Title :
Rebound: Scalable checkpointing for coherent shared memory
Author :
Agarwal, Rishi ; Garg, Pranav ; Torrellas, Josep
Author_Institution :
Univ. of Illinois at Urbana-Champaign, Urbana, IL, USA
Abstract :
As we move to large manycores, the hardware-based global check-pointing schemes that have been proposed for small shared-memory machines do not scale. Scalability barriers include global operations, work lost to global rollback, and inefficiencies in imbalanced or I/O-intensive loads. Scalable checkpointing requires tracking inter-thread dependences and building the checkpoint and rollback operations around dynamic groups of communicating processors. To address this problem, this paper introduces Rebound, the first hardware-based scheme for coordinated local checkpointing in multi-processors with directory-based cache coherence.
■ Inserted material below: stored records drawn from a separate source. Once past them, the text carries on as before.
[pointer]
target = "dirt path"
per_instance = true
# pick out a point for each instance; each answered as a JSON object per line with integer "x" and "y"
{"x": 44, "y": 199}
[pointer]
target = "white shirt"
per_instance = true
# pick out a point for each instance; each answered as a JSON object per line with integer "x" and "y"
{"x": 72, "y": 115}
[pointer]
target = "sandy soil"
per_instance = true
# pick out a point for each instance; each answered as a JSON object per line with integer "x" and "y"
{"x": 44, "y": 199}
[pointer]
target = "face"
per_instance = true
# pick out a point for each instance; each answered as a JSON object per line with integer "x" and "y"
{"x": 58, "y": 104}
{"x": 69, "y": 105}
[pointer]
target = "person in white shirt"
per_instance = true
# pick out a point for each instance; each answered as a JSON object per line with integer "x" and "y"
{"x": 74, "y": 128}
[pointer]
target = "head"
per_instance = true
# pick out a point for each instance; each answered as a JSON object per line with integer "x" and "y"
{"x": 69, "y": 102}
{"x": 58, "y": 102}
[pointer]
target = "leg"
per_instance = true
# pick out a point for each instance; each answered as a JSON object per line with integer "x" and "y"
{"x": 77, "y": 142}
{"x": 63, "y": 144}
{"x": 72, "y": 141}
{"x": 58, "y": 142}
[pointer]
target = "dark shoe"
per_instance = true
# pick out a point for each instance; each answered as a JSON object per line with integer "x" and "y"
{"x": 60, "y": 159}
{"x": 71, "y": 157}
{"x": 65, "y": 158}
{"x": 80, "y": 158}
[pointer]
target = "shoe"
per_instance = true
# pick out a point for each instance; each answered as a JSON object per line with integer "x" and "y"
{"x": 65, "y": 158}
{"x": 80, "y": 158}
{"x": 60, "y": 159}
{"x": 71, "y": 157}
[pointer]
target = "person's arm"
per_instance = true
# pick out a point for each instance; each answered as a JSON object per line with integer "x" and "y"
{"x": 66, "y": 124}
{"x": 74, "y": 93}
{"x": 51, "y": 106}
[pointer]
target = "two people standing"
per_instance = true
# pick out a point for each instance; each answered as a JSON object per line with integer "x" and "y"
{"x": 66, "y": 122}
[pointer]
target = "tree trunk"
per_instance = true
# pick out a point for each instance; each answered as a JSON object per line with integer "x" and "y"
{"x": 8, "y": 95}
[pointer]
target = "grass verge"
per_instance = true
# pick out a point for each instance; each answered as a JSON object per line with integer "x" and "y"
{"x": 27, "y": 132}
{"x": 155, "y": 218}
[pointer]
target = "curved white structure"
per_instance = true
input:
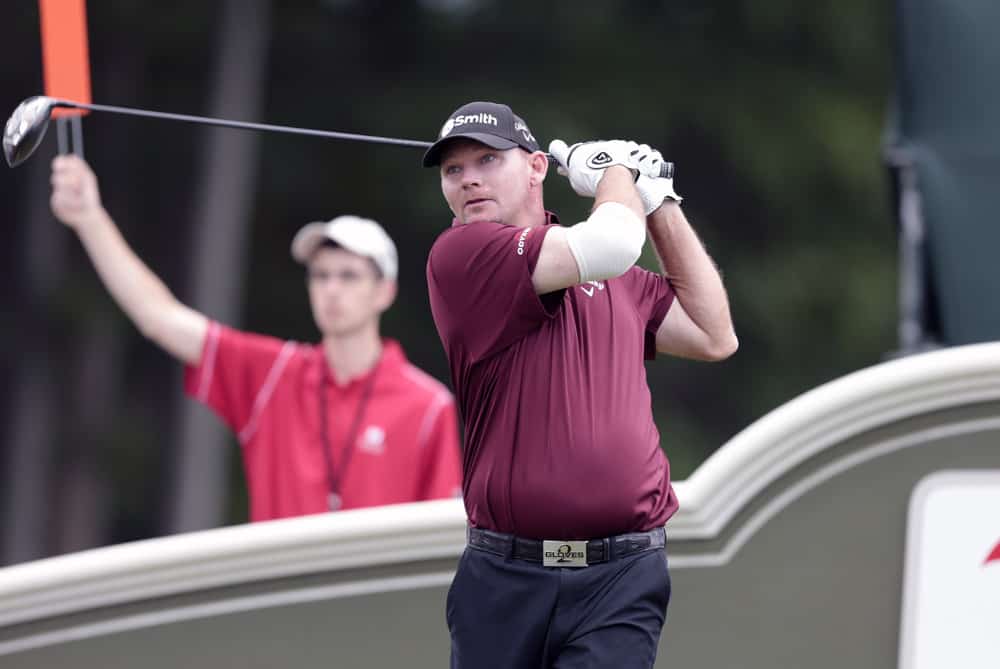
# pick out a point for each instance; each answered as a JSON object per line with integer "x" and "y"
{"x": 377, "y": 562}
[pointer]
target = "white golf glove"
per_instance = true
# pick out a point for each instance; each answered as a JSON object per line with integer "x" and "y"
{"x": 584, "y": 162}
{"x": 652, "y": 191}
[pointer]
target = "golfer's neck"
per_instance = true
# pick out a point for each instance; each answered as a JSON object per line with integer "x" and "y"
{"x": 352, "y": 355}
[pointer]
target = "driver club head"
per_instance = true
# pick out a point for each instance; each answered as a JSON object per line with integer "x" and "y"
{"x": 25, "y": 128}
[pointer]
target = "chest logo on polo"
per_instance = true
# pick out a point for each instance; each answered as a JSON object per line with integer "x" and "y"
{"x": 599, "y": 285}
{"x": 372, "y": 440}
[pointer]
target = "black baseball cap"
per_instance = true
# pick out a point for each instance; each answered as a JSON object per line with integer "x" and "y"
{"x": 491, "y": 123}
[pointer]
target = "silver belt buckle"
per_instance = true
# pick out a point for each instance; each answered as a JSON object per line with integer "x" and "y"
{"x": 564, "y": 553}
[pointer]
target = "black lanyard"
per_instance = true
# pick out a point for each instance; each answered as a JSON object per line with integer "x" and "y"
{"x": 335, "y": 478}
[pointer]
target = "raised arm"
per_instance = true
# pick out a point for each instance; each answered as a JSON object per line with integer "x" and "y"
{"x": 699, "y": 324}
{"x": 159, "y": 316}
{"x": 609, "y": 242}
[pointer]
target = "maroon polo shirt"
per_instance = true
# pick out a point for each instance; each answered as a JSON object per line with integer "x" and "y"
{"x": 560, "y": 441}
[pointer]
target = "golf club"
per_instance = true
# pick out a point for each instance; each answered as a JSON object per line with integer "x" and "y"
{"x": 26, "y": 127}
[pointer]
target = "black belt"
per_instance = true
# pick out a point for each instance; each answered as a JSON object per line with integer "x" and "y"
{"x": 598, "y": 550}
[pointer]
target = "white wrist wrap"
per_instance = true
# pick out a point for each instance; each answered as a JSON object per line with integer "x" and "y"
{"x": 608, "y": 243}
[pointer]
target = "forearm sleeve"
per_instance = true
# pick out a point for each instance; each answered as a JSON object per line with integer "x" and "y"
{"x": 608, "y": 243}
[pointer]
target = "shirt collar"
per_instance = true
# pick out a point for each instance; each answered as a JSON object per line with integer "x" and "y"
{"x": 550, "y": 219}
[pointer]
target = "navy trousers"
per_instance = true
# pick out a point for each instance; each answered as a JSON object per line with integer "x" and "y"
{"x": 511, "y": 613}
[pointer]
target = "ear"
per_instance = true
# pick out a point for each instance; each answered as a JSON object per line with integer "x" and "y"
{"x": 539, "y": 164}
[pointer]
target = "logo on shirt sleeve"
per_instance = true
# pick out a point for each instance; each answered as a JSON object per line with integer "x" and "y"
{"x": 373, "y": 440}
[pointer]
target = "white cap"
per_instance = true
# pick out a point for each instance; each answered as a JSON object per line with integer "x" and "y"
{"x": 358, "y": 235}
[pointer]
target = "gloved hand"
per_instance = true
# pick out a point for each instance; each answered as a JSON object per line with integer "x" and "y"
{"x": 652, "y": 191}
{"x": 584, "y": 162}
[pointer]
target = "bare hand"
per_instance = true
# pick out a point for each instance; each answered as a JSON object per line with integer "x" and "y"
{"x": 76, "y": 199}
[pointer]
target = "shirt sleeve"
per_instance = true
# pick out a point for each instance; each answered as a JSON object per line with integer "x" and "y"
{"x": 441, "y": 463}
{"x": 479, "y": 282}
{"x": 653, "y": 296}
{"x": 236, "y": 373}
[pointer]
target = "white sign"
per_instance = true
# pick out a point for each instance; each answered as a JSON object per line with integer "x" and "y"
{"x": 951, "y": 587}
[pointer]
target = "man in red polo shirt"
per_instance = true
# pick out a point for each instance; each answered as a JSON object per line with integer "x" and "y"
{"x": 546, "y": 328}
{"x": 342, "y": 424}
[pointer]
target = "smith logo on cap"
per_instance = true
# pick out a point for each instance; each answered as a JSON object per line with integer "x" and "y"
{"x": 482, "y": 118}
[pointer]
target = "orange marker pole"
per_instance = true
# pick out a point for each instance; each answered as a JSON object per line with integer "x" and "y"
{"x": 66, "y": 64}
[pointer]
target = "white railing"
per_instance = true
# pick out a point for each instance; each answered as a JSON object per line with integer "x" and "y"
{"x": 409, "y": 533}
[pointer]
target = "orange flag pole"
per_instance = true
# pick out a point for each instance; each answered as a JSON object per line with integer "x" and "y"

Rebound leverages the transactions of a directory protocol to track inter-thread dependences. In addition, it boosts checkpointing efficiency by: (i) delaying the writeback of data to safe memory at checkpoints, (ii) supporting operation with multiple checkpoints, and (iii) optimizing checkpointing at barrier synchronization. Finally, Rebound introduces distributed algorithms for checkpointing and rollback sets of processors. Simulations of parallel programs with up to 64 threads show that Rebound is scalable and has very low overhead. For 64 processors, its average performance overhead is only 2%, compared to 15% for global checkpointing.
Keywords :
cache storage; checkpointing; microprocessor chips; parallel programming; shared memory systems; IO-intensive loads; Rebound; barrier synchronization; coherent shared memory; coordinated local checkpointing; directory-based cache coherence; hardware-based global checkpointing schemes; interthread dependences; manycores; multiple checkpoints; parallel programs; rollback operations; scalability barriers; scalable checkpointing; shared-memory machines; Checkpointing; Coherence; Hardware; Program processors; Protocols; Registers; Faults; Scalable Checkpointing; Shared-Memory Multiprocessors;
Conference_Titel :
Computer Architecture (ISCA), 2011 38th Annual International Symposium on
Conference_Location :
San Jose, CA
Print_ISBN :
978-1-4503-0472-6